Para aquele que usa de suas faculdades com fim útil e de acordo com as suas
aptidões naturais, o trabalho nada tem de árido e a vida se escoa mais
rapidamente. Ele lhe suporta as vicissitudes com tanto mais paciência e
resignação, quanto obra com o fito da felicidade
mais sólida e mais durável que o espera.” [Grifos meus]
Partindo da premissa de que a “falta de fé” é um dos
fatores que conduzem a um estado de desgosto da vida e, portanto, de
infelicidade, a construção da fé
racional representaria, então, um valioso suporte para o exercício consciente
da paciência e resignação. Devemos lembrar, todavia, que o sentido de resignação
no Espiritismo, reveste-se de um verdadeiro dinamismo. A fé racional em nenhum
momento deverá refletir um estado de passividade e conformismo diante das
vicissitudes da experiência humana.
A resignação dinâmica produz uma postura de equilíbrio
pessoal, e de ação, na busca pelos recursos plausíveis, seja para superar ou
mesmo atenuar os sofrimentos e aflições. É ultrapassar o discurso conformista
do “Deus quis assim!”, assumindo uma postura de responsabilização pessoal pelo
que nos acontece, direta ou indiretamente. Logo, conforme informaram os
espíritos a Kardec, na questão 964 de O
Livro dos Espíritos, Deus não se preocupa com cada um de nossos atos, para
nos repreender ou recompensar. Ele criou Leis que regem a dinâmica da vida, na
sua expressão física e espiritual. Somos felizes quando nos firmamos nessas
Leis e sofremos os resultados naturais quando delas nos afastamos.

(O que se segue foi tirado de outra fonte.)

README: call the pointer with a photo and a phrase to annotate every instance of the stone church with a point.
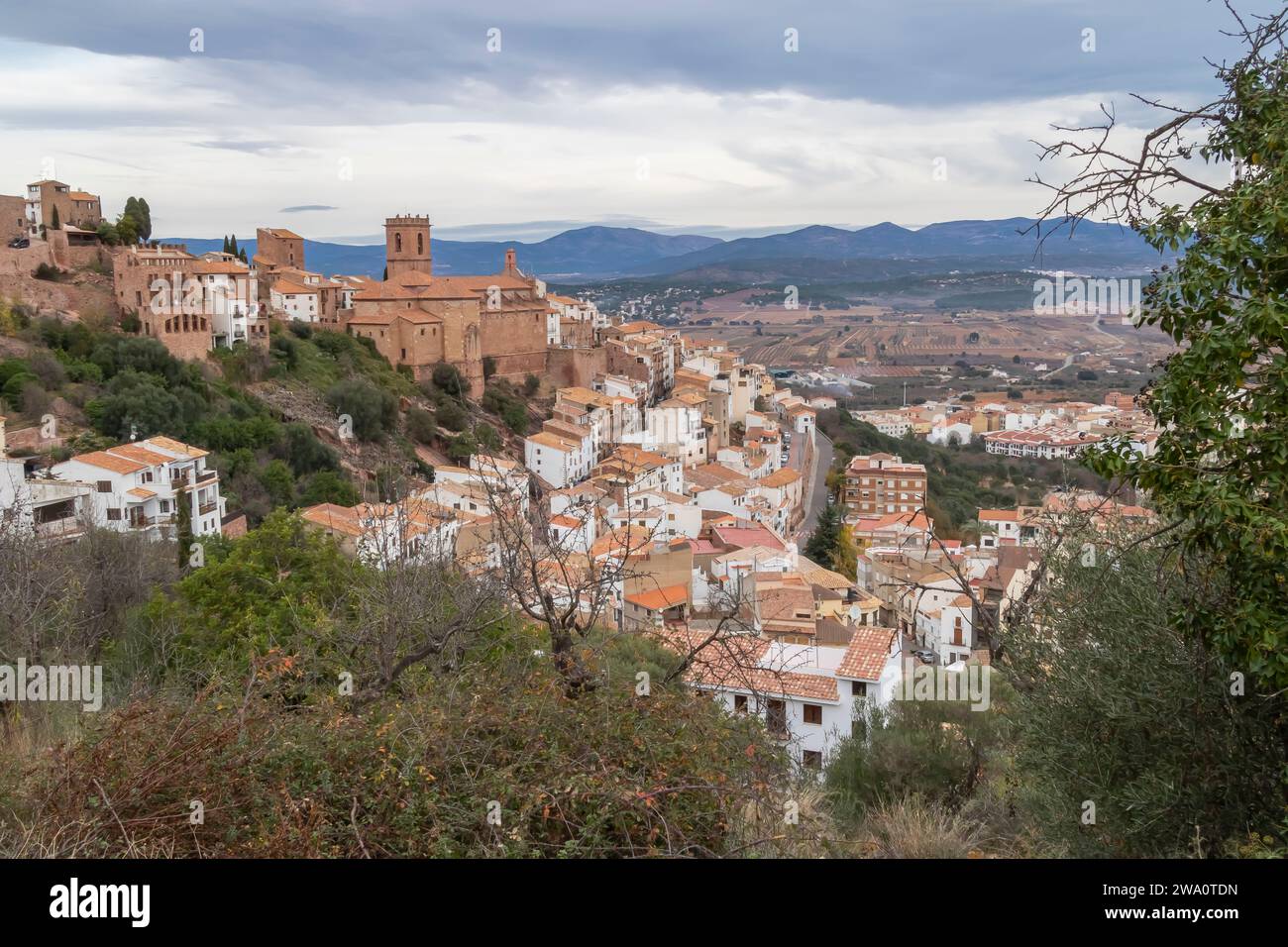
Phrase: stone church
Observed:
(417, 318)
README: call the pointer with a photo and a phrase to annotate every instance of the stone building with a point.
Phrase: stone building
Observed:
(75, 208)
(417, 318)
(13, 218)
(187, 303)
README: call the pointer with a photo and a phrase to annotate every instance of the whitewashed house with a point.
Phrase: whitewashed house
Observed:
(140, 486)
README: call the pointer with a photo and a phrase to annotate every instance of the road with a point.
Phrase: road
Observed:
(815, 497)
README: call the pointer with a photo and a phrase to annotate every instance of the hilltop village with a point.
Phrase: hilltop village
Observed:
(681, 475)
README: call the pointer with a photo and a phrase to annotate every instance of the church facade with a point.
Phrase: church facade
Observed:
(419, 320)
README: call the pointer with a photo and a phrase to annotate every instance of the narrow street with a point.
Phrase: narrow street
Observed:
(815, 497)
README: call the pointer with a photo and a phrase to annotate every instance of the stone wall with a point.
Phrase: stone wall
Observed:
(575, 368)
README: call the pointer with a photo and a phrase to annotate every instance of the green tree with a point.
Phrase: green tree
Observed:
(421, 425)
(1121, 706)
(329, 486)
(463, 446)
(827, 535)
(279, 482)
(183, 519)
(127, 230)
(374, 410)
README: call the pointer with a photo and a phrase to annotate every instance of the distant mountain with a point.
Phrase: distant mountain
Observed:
(1001, 243)
(588, 252)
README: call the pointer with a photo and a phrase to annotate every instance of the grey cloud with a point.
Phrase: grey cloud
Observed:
(913, 53)
(248, 147)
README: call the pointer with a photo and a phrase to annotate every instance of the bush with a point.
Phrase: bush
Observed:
(515, 418)
(463, 447)
(286, 351)
(421, 425)
(487, 437)
(374, 410)
(452, 416)
(300, 447)
(327, 486)
(450, 380)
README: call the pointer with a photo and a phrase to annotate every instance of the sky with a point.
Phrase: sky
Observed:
(524, 119)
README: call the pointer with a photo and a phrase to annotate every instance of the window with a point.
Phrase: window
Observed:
(776, 716)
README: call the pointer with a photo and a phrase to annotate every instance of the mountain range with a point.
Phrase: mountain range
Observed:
(599, 253)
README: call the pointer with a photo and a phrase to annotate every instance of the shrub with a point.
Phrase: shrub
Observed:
(450, 380)
(374, 410)
(463, 447)
(421, 425)
(452, 416)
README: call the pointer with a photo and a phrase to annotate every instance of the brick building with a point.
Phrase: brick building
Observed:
(75, 208)
(13, 218)
(187, 303)
(880, 483)
(417, 318)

Mesmo quando não houver, nessa existência,
possibilidade de uma reversão integral da problemática vivida, a exemplo do
indivíduo que perde uma perna, que fica paraplégico, dentre outros, permanecerá
robustamente a convicção na temporalidade dessa experiência, que é, justamente,
uma condição de tempo mais ou menos breve. Seguirá o sujeito, observando os
seus limites temporários, mas também suas possibilidades de auto-superação,
descobrindo dentro de si mesmo, forças insuspeitadas que lá estavam latentes.